There are instances where an EMG-based biofeedback system may be more advantageous than a plantar pressure-based system, such as barefoot walking or for a user whose orthotics are not compatible with a pressure-sensitive insole. This study, however, was motivated by the desire to test a more clinically accessible form of audiovisual biofeedback to improve neuromuscular control at the ankle while walking. From our anecdotal observations on the amount of time required to set up both systems, it became clear that a plantar pressure-based system was a less resource- and time-intensive process. For example, one can consider the complexity of placing the sensor for the two systems: for the plantar pressure-based system, it simply requires placing the sensor on the medial forefoot of the shoe insole. For the EMG-based system, one must utilize anatomical landmarks to locate an appropriate measurement spot of a muscle belly, which can be challenging for young children with low muscle volume; carefully prepare the skin interface by shaving hair and swabbing with alcohol; and carefully securing the sensor components to the skin to mitigate disturbances in the signal from movement artifacts. In addition, there are notable differences in the cost required for both systems, with materials required for a plantar pressure-based system coming in at a fraction of the price of the materials required for an EMG-based system. These practical differences, in conjunction with the findings from this study that a plantar pressure-based system is able to produce comparable or even more-favorable neuromuscular control at the ankle, support the future investigation of plantar pressure-based systems in clinical settings.
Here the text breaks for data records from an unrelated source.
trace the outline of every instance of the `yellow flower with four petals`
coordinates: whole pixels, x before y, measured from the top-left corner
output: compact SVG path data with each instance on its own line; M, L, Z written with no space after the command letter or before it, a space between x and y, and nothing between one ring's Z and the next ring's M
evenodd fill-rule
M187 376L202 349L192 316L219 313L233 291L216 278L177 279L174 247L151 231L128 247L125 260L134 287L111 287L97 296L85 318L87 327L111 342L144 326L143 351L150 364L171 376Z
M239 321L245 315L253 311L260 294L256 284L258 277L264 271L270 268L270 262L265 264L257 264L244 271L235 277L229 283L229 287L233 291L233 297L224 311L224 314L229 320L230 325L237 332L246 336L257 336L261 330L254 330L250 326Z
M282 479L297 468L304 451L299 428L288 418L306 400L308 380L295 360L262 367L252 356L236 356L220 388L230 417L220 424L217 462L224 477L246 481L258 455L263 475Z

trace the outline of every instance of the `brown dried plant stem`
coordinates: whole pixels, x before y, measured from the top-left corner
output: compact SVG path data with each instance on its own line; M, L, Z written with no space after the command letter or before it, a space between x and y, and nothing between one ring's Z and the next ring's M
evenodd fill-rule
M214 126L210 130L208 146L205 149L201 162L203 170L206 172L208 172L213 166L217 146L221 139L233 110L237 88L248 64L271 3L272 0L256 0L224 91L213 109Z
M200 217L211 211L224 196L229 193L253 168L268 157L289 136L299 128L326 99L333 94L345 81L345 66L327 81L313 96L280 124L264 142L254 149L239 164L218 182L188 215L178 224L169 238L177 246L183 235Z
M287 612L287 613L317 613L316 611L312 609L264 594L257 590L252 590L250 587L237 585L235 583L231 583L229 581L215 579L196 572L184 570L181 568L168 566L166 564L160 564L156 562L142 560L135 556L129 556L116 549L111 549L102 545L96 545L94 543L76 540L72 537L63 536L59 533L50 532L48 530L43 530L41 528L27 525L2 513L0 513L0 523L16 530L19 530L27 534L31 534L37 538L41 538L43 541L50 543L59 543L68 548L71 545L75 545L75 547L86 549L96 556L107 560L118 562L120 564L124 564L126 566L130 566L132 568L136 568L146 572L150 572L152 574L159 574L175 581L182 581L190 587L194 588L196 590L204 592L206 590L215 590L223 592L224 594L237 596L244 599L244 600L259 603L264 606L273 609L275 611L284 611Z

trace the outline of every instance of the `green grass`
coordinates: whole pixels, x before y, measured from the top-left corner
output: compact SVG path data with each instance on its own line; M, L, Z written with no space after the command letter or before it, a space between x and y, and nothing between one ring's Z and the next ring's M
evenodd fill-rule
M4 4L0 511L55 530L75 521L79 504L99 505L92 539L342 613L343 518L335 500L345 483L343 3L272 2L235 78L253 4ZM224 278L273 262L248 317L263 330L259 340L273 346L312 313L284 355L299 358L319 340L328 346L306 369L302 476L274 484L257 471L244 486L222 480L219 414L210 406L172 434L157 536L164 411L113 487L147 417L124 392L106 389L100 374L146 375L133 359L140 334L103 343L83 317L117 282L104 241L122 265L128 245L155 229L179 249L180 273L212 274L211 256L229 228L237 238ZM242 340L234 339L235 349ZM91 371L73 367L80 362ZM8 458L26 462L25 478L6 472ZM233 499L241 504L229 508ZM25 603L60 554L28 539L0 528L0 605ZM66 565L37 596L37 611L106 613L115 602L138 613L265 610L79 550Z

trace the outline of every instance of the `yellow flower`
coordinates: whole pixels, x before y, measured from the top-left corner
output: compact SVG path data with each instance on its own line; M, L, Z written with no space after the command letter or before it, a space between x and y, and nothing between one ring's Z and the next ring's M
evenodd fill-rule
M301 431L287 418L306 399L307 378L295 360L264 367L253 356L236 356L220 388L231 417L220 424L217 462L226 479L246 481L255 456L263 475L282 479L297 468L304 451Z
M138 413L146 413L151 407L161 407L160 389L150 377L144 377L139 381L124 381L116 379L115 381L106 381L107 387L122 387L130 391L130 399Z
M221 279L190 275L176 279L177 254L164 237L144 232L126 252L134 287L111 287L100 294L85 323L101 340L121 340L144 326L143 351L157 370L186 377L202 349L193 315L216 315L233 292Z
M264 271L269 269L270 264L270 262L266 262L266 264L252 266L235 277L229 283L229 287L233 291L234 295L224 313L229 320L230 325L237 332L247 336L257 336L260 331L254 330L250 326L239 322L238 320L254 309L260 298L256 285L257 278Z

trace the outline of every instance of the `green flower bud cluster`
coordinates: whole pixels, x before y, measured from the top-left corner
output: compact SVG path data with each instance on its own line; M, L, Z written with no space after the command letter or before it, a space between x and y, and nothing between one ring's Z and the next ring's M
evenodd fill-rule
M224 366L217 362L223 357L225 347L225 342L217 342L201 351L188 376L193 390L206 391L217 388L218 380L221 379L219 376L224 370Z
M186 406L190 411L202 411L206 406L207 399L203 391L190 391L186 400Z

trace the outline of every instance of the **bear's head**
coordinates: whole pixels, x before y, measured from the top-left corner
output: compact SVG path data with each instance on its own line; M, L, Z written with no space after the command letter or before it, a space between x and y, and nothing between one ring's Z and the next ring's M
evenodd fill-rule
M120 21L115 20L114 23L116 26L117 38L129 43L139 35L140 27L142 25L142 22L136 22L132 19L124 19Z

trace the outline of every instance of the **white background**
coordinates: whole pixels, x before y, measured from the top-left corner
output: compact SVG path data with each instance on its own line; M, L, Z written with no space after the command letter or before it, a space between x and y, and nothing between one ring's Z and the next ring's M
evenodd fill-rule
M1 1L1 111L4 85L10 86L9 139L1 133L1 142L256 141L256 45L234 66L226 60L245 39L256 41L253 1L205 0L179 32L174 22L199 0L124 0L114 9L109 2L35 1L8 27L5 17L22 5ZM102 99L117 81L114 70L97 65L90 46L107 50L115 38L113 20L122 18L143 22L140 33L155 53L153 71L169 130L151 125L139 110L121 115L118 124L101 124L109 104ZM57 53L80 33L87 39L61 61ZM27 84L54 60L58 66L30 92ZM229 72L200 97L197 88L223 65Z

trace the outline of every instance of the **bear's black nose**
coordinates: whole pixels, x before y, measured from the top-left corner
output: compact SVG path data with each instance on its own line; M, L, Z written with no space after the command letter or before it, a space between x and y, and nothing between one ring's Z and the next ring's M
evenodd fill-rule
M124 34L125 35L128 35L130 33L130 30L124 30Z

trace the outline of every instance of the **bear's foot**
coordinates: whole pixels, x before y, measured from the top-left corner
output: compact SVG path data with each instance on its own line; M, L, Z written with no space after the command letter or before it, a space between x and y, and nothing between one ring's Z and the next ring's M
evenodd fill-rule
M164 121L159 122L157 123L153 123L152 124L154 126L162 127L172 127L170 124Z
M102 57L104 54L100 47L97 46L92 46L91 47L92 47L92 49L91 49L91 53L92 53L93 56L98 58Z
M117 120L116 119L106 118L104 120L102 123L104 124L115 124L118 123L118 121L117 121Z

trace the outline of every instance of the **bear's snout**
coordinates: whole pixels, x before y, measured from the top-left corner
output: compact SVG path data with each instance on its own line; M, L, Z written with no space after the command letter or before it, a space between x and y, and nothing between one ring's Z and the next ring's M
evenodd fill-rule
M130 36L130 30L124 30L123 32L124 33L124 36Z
There are notable limitations of this study. First, we tested a relatively small sample of individuals with CP, which is an inherently heterogenous condition. Still, we observed relatively consistent increases in muscle activity across our participants with both audiovisual biofeedback systems. In addition, the primary aim of this study was to validate the plantar pressure-based system against an EMG-based system for a clinical population, and not necessarily to demonstrate any kind of training effect that may require greater statistical power. Second, this clinical validation was limited to individuals with CP. The primary outcome of improved plantar flexor recruitment, however, could be valuable to several patient populations with deficits in neuromuscular control at the ankle. Third, our validation was limited to treadmill walking, which was necessary to isolate the comparison between biofeedback systems and provide continuous visual feedback to the participants. Future work will explore the translation of the plantar pressure-based system to an overground walking context with audio-only biofeedback. Finally, this study did not include qualitative assessments of how the user experience compared between the two biofeedback systems, which should be explored in future applications of this plantar pressure-based system to confirm clinical viability.

Conclusion

In conclusion, we demonstrated that a simple plantar pressure-based biofeedback system is capable of increasing functional recruitment of the ankle plantar flexor muscles in children and young adults with CP. We observed comparable or even more-favorable neuromuscular control at the ankle when using this system relative to direct EMG biofeedback. We also confirmed that these neuromuscular responses were not a result of compensatory walking patterns, with consistent lower limb kinematics compared to baseline walking. Future studies and clinical interventions should evaluate if functional training with this simple, low-cost system can result in lasting improvements in walking ability in CP and other patient populations.